In order to transform D into an ideal lower rank approximation, SVD selects the higher-valued components of Q larger than a given value from Q.

4.4. Transfer Learning Models

It is usually unwise to execute CNN classification with a small biomedical dataset as well as train the network from the beginning. TL (Transfer learning) models are commonly used for biomedical image categorization to overcome these constraints. Transfer learning-based models can also be used to transfer knowledge from one task to another similar task, such as Inception-V3 [47], GoogLeNet [48], AexNet [49], and ResNet [50]. It has been trained using the ImageNet [51] dataset, which contains over fourteen million images of one thousand categories. TL aims to improve the network’s performance regardless of its target dataset. Cataract identification [52], breast cancer classification [53], glaucoma diagnosis [54], and diabetic retinopathy detection [31] have demonstrated substantial performance for TL-based models in several medical image classification tasks.

Inception-V3, GoogLeNet, AlexNet, and ResNet models based on transfer learning were proposed in this study for the diagnosis of four classes of diabetic retinopathy: normal, mild, moderate, and severe.

4.4.1. Standard Classifiers

Inception-V3 is a deep neural network (DNN) that can classify 1000 different objects [47]. The model is trained on images from a wide variety, and the model may be retrained for a smaller dataset while keeping the training information. This advantage of the Inception-V3 CNN model is that it eliminates the need for practical training, resulting in improved classification accuracy and reduced processing time. It is the primary objective of the Inception-V3 network to eliminate the limiting representation of subsequent network layers, which significantly reduces the input size of the subsequent layer. The factorization technique is used to lower the computational complexity of the network.

Google Net [48] is also termed as Inception-V1 topology. It is from Google and based on LeNet’s conception component. It was the winner of the ILSVRC-2014 Challenge. Google Net is a 22-layer deep neural network trained using the ImageNet, with one thousand item classifications. The highest error rate on Google Net is 6.67%, which is highly similar to human competence (5.1%). The network comprises pooling layers, convolution layers, rectified linear (Relu) layers, as well as fully connected layers.

AlexNet [49], created by Alex Krizhevsky, achieved the ImageNet 2012 Large Scale Visual Recognition Challenge with a top-five error rate of 0.1530. It has three fully-connected layers and five convolutional layers, with the Relu-activation function implemented after each convolutional and fully connected layer. Before the first two completely associated layers, a dropout value of 0.5 is employed. ImageNet is used to train the network with 100 distinct categories (1000-way softmax).

Kaiming et al. were awarded the ILSVRC-2015 Challenge with its Residual Neural Network (ResNet) [50]. Similar to existing RNN components, this new design is built on batch normalization and skips connections (grated recurrent units). ResNet has 152 layers and produces a top-5 error of 0.357, outperforming human performance.

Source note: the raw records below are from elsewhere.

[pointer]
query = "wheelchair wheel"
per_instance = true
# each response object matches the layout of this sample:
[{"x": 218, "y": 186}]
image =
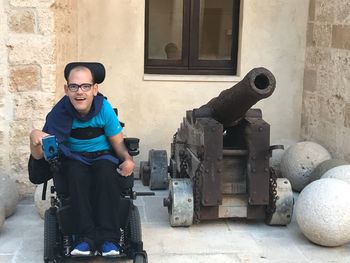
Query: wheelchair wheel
[
  {"x": 139, "y": 258},
  {"x": 50, "y": 236},
  {"x": 135, "y": 225}
]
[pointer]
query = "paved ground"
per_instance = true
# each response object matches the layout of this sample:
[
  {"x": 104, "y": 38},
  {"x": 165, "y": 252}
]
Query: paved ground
[{"x": 21, "y": 240}]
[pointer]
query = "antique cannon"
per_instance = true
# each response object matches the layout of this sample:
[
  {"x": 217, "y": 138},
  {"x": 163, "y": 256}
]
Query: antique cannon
[{"x": 219, "y": 164}]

4.4.2. Experimental Configuration

The proposed model’s PC hardware environment includes an E5-2609 CPU, 32GB RAM, and a Quadro K620 GPU. The model is implemented using the open-source Python package Keras with the Tensor flow. ADAM optimizers with a Categorical cross-entropy loss function are used to train the proposed model for 100 epochs. Other settings are 0.9 momentum, 64 batch size, 0.01 learning rate, and 0.005 weight decay. Table 2 shows the various hyperparameter setups.

The loss value was estimated using the loss function categorical cross-entropy. The possibility of activations throughout the output layer, as well as the target class, is used to calculate this loss function. To represent the value of absolute cross entropy-loss in mathematical terms, the following formula can be used:

L (a, \hat{a}) = - \sum_{i = 0}^{N} \sum_{j = 0}^{M} (a_{i j} * \log ({\hat{a}}_{i j}))

(1)

This is a comparison of the predicted vs actual data distributions, denoted by

L (a, \hat{a})

.

a_{i j}

is the actual value, whereas

{\hat{a}}_{i j}

is the projected value, with N and M being the sample and label counts, respectively. Each label’s loss function is computed independently and aggregated for all N classes.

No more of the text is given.